Immer wieder kommt es vor, dass ein Vermieter mit seinem Mieter unzufrieden ist, weil sich dieser – angeblich – nicht an den vereinbarten Mietgebrauch hält. Vor allem wenn der Mieter fremden Personen die Nutzung der Mietsache überlässt, ist Streit vorprogrammiert.
Das Bundesgericht hat in einem neueren Entscheid die verschiedenen Probleme, welche sich dabei stellen, ausgeleuchtet und die rechtlichen Grenzen abgesteckt (4A_47/2010 = Pra 99 (2010) Nr. 113).

I. Sachverhalt
Die Parteien schlossen einen Mietvertrag ab. Gemäss Mietvertrag überliess der Vermieter dem Mieter ab dem 1. Juni 1997 eine Dreizimmer-Wohnung zum Gebrauch.
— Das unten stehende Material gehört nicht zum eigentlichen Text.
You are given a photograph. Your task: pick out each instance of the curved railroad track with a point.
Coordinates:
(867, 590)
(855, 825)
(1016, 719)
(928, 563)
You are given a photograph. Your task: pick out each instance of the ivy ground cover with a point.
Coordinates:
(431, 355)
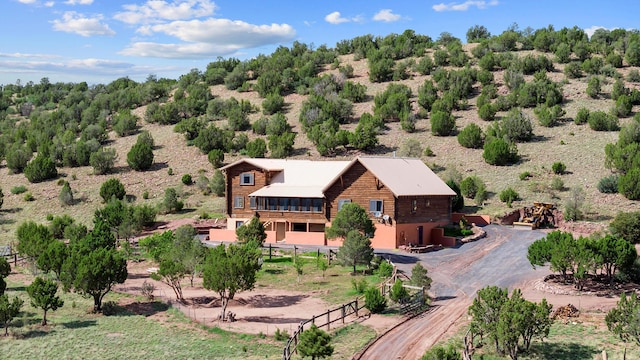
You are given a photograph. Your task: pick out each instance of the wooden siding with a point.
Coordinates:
(359, 185)
(261, 178)
(428, 209)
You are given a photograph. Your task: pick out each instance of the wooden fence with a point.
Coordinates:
(324, 319)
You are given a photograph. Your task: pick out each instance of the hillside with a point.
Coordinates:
(577, 146)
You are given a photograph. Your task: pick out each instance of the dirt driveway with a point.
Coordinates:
(458, 273)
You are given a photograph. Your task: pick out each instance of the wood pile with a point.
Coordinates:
(565, 312)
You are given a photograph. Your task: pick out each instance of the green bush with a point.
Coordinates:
(524, 175)
(508, 196)
(487, 112)
(558, 168)
(140, 157)
(374, 301)
(186, 179)
(18, 189)
(609, 184)
(216, 157)
(112, 188)
(601, 121)
(499, 152)
(469, 186)
(385, 269)
(442, 123)
(557, 184)
(471, 137)
(629, 184)
(40, 169)
(582, 116)
(457, 202)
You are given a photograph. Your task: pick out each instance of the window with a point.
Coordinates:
(375, 206)
(317, 205)
(306, 205)
(238, 202)
(295, 204)
(273, 203)
(341, 203)
(284, 204)
(246, 179)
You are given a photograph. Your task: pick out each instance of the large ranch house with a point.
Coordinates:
(297, 199)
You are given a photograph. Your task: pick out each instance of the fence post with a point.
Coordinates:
(357, 307)
(328, 319)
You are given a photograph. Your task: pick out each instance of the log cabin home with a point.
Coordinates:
(297, 199)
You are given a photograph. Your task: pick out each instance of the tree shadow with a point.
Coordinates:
(79, 324)
(555, 351)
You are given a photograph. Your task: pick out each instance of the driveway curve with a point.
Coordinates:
(457, 273)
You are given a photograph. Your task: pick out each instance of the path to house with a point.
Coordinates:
(458, 273)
Im Mietvertrag wurde geregelt, dass die Mietsache „ausschliesslich für Wohnzwecke“ genutzt werden dürfe. In der Folge liess der Mieter seinen Bruder und einen Freund in der Wohnung leben. Beide waren bedürftig und konnten nicht für ihren Lebensunterhalt sorgen. Der Vermieter war der Meinung, diese Nutzung stelle eine unsorgfältige Nutzung der Mietsache dar und kündigte dem Mieter. Der Mieter setzte sich zur Wehr.
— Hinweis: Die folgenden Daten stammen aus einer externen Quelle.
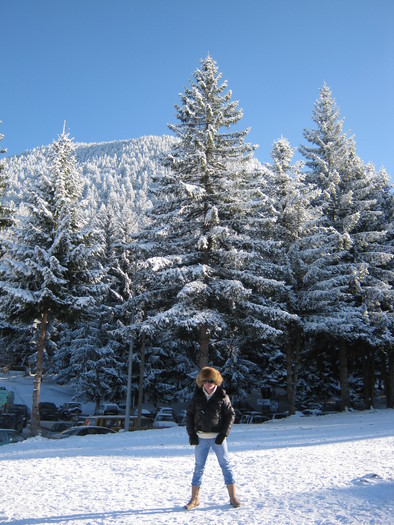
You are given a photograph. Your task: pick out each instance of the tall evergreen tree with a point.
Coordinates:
(336, 271)
(5, 210)
(292, 218)
(203, 276)
(45, 273)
II. Zur Auslegung von Mietverträgen
Interessant sind die Vorbemerkungen des Bundesgerichts zur Auslegung eines Mietvertrages. Vorliegend ging es vor allem um die Auslegung der Klausel „ausschliesslich für Wohnzwecke“.

In erster Linie massgeblich ist, was die Parteien tatsächlich vereinbart haben, unabhängig davon, welche Worte sie für ihre Einigung verwenden. Die tatsächliche Einigung muss vom Gericht festgestellt werden und stellt deshalb Sachverhaltsfeststellung dar. Diese kann vor Bundesgericht nur noch sehr eingeschränkt überprüft werden.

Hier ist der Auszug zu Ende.